De ‘metallieke limousine met een rozenkrans van schedels’ is een goed voorbeeld van Verhagens ongewone poëtische wereld. Als we hem mogen geloven, leven we in een technocratie die niet veel onderdoet voor de dystopieën van de schrijvers Aldous Huxley en George Orwell. Macht, ziekte en verval heersen, terwijl de liefde en de schoonheid ten prooi zijn gevallen aan kortzichtige en egoïstische individuen, die zich beter voor doen dan ze zijn.
Bij de mens Verhagen is dat zeker niet het geval. Hij spaart zich zelf niet en doet dat met een gezond gevoel voor humor:
Soms kom je geslachtsleven tekort om jezelf bij te
benen
dan weer kom je erin om;
je raakt je zaad aan de straatstenen niet kwijt
(uit Moeder is een rover)
Niet zo somber, hombre.
(uit Zwarte gaten)
In zijn recentste bundel schreef de dichter: ‘Mijn vurige wens is verzwegen te worden’. Dat zal mooi niet lukken.
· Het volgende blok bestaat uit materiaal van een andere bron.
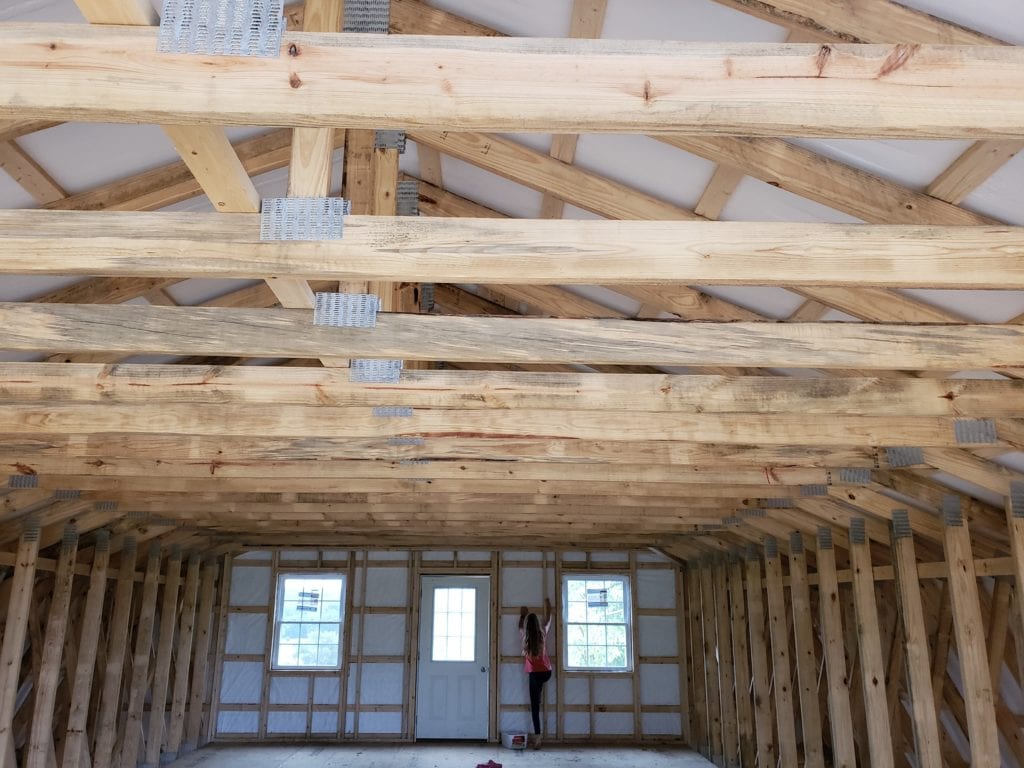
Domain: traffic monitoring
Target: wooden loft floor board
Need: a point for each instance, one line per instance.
(68, 72)
(516, 251)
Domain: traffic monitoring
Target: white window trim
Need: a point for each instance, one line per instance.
(279, 597)
(627, 609)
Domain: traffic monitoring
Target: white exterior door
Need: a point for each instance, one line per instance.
(455, 657)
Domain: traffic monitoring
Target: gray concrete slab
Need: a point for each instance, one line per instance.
(436, 756)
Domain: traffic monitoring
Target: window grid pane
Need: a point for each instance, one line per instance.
(455, 625)
(308, 621)
(597, 628)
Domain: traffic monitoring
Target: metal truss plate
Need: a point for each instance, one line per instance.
(303, 218)
(372, 16)
(375, 372)
(23, 481)
(855, 475)
(229, 28)
(902, 456)
(393, 412)
(407, 199)
(391, 140)
(346, 309)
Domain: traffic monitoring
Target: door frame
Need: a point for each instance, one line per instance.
(494, 651)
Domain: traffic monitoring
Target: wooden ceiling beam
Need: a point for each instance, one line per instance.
(359, 422)
(50, 72)
(516, 251)
(285, 333)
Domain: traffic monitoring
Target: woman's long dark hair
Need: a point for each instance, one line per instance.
(532, 638)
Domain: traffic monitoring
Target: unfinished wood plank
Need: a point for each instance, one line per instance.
(516, 251)
(141, 384)
(781, 666)
(759, 662)
(972, 169)
(872, 672)
(162, 664)
(182, 660)
(840, 718)
(701, 722)
(76, 752)
(971, 651)
(19, 606)
(40, 749)
(741, 664)
(629, 88)
(713, 681)
(29, 174)
(132, 731)
(807, 666)
(926, 729)
(267, 333)
(727, 678)
(715, 197)
(114, 664)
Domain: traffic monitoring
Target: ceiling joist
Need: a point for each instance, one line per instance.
(71, 72)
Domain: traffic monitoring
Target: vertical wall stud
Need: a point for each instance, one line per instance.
(784, 718)
(76, 742)
(179, 694)
(201, 655)
(844, 752)
(759, 662)
(741, 664)
(730, 734)
(970, 633)
(807, 666)
(872, 672)
(117, 645)
(926, 726)
(140, 660)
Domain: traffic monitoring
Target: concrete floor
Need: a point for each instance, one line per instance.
(437, 756)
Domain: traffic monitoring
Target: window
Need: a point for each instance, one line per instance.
(597, 623)
(455, 625)
(307, 628)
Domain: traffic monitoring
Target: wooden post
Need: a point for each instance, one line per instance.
(714, 681)
(182, 656)
(140, 662)
(759, 662)
(807, 667)
(201, 656)
(40, 750)
(117, 644)
(970, 632)
(872, 672)
(698, 699)
(741, 664)
(15, 628)
(162, 668)
(926, 724)
(784, 717)
(844, 752)
(727, 692)
(76, 742)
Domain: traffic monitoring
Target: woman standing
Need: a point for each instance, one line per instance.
(536, 660)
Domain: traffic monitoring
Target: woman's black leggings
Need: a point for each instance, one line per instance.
(537, 681)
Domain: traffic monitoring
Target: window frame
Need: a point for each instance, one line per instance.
(299, 573)
(628, 623)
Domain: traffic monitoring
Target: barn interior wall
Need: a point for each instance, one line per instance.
(257, 702)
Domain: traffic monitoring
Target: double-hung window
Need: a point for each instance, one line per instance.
(598, 620)
(308, 621)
We scharen ons graag achter de wijze woorden van Lucebert: ‘Hans Verhagen is zondermeer een groot dichter’. Vanwege zijn humor, zijn engagement, zijn poëtische durf en eigenzinnigheid verdient hij ten volle de P.C. Hooft-prijs 2009.
De jury van de P.C. Hooft-prijs 2009:
Lut Missinne (voorzitter)
Jan Baeke
Tsead Bruinja
Eva Gerlach
Henny Vrienten
Anton Korteweg (ambtelijk secretaris)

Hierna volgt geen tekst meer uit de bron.